The middle class in the proper sense of the term are hard hit by the crisis even if some of them are relatively well off from the standpoint of workers – precisely because their ‘aspirations’ are destroyed. This adds to social instability, but can be contained by the bourgeoisie because the petty bourgeoisie have no historical perspective.
 
The working class is often identified as only blue collar industrial workers, but in reality all those who have only their labour power to sell are part of the working class. Whether white or blue collar, working in an office or factory, whether in a ‘service’ industry or in manufacturing, all are workers. The working class is a much more serious problem for the bourgeoisie because they do have an historical perspective – the communist revolution – and because they are ultimately capable of a level of struggle that contests the bourgeoisie’s control over society. The bourgeoisie are very aware of this and have to organise themselves to deal with the threat, even if we are clearly some way from massive confrontations between the classes.
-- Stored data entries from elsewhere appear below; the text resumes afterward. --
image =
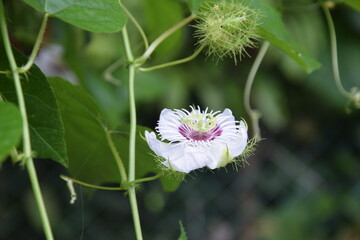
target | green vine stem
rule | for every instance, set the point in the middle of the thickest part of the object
(335, 65)
(36, 48)
(162, 37)
(26, 135)
(66, 178)
(131, 190)
(254, 114)
(117, 157)
(169, 64)
(140, 180)
(108, 73)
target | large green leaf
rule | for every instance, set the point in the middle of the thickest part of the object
(90, 157)
(95, 16)
(46, 128)
(10, 128)
(273, 29)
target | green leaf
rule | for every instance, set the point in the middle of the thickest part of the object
(273, 29)
(90, 157)
(46, 128)
(182, 232)
(158, 19)
(10, 128)
(96, 16)
(353, 3)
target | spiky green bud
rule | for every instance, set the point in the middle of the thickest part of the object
(227, 28)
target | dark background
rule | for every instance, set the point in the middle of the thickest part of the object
(302, 183)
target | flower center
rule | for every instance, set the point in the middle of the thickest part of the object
(200, 127)
(201, 122)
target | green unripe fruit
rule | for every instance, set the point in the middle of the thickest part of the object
(227, 28)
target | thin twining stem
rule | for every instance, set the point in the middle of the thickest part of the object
(162, 37)
(254, 114)
(169, 64)
(36, 48)
(117, 157)
(335, 65)
(137, 25)
(132, 139)
(123, 187)
(108, 73)
(66, 178)
(26, 134)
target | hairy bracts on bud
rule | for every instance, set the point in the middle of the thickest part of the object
(226, 28)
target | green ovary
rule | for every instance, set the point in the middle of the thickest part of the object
(200, 122)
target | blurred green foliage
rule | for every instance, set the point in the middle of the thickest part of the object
(303, 182)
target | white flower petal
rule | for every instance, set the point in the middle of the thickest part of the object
(238, 144)
(214, 148)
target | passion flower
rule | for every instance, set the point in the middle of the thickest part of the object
(197, 139)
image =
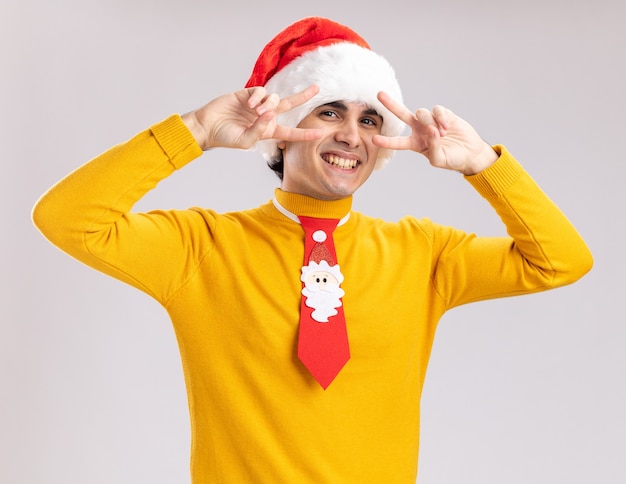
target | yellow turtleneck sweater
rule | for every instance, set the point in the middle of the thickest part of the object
(231, 285)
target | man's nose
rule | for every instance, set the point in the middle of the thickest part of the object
(348, 133)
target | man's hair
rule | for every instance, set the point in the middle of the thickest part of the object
(277, 164)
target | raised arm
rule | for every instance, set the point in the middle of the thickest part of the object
(544, 249)
(88, 213)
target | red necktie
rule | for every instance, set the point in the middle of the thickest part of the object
(323, 339)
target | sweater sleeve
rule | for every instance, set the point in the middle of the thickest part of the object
(543, 250)
(88, 213)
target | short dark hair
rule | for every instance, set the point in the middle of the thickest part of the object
(277, 164)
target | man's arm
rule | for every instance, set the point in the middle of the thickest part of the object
(88, 213)
(544, 249)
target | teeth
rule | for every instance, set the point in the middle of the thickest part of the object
(340, 162)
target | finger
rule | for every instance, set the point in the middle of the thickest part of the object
(285, 133)
(399, 110)
(393, 142)
(269, 103)
(256, 96)
(290, 102)
(443, 118)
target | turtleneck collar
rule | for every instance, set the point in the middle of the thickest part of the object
(312, 207)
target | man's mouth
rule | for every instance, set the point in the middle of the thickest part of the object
(343, 163)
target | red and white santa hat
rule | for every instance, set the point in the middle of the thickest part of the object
(316, 50)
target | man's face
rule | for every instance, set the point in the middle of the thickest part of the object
(337, 164)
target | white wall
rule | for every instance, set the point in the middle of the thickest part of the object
(526, 390)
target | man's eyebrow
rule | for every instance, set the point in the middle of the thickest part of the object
(340, 106)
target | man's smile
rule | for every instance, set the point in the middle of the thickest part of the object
(338, 161)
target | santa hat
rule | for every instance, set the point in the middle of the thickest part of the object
(319, 51)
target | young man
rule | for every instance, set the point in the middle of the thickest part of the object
(304, 362)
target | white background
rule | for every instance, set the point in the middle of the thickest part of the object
(523, 390)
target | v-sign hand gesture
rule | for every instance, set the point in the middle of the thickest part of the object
(447, 140)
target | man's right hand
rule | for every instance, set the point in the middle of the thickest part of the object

The most important role of the Labour party is to position itself to deal with the developing threat of the class struggle – this it does in conjunction with the trade unions, which are the main weapon of the bourgeoisie against the class struggle. In government the Labour Party imposes austerity, in opposition it denounces the suffering caused by government austerity measures.
 
‘Red Ed’ despite owing his election to the unions, has immediately distanced himself from them. Does this make sense? It does, because the Labour Party may have other responsibilities to fulfill. In any case, even when the party is in opposition it does not simply identify itself with the class struggle – after all, neither the party nor the trades unions are actually trying to encourage the class struggle - their role is to contain it. But clearly, it is not advantageous to the bourgeoisie to have the Labour party continuing to make the sort of attacks as are going to come in the coming period.
 
Furthermore, matters are not even as simple as that for the bourgeoisie at the current juncture. The coalition seems at present quite stable and there is no obvious reason they should not be able to make the necessary attacks, even if there is disquiet among sections of the Liberal Democrats about the position they have got themselves in. Nonetheless it is at least possible that the Labour party could need to move into government again at some point in the not too far distant future, since the economic crisis is so profound that almost anything is possible at the political level. For example, although the Labour party’s ‘opposition’ to the cuts is mainly political – to make itself look good in front of the working class – it also has sound economic sense in it. It is not that the cuts are not ‘necessary’ – they are. But there is also a danger that they will undermine the tentative signs of a very limited recovery in the economy – and that will make the debt situation even worse, since the key is the ratio between the size of the economy and the level of debt. Many serious economic commentators are pointing this out – including a senior commentator in the Financial Times, for example. Even Cameron and Clegg can hardly be unaware of this danger and that they are taking a very big risk.
 
Because there are so many uncertainties in the situation the bourgeoisie has to maintain its flexibility. And this is the other reason why Ed Milliband is a good choice for the bourgeoisie. He is carrying a lot less political baggage than the other contestants for the Labour leadership, mainly because he is younger. This allows him for the present to be all things to all people, and gives him a great deal of room for manoeuvre if the political and economic situation gets more difficult.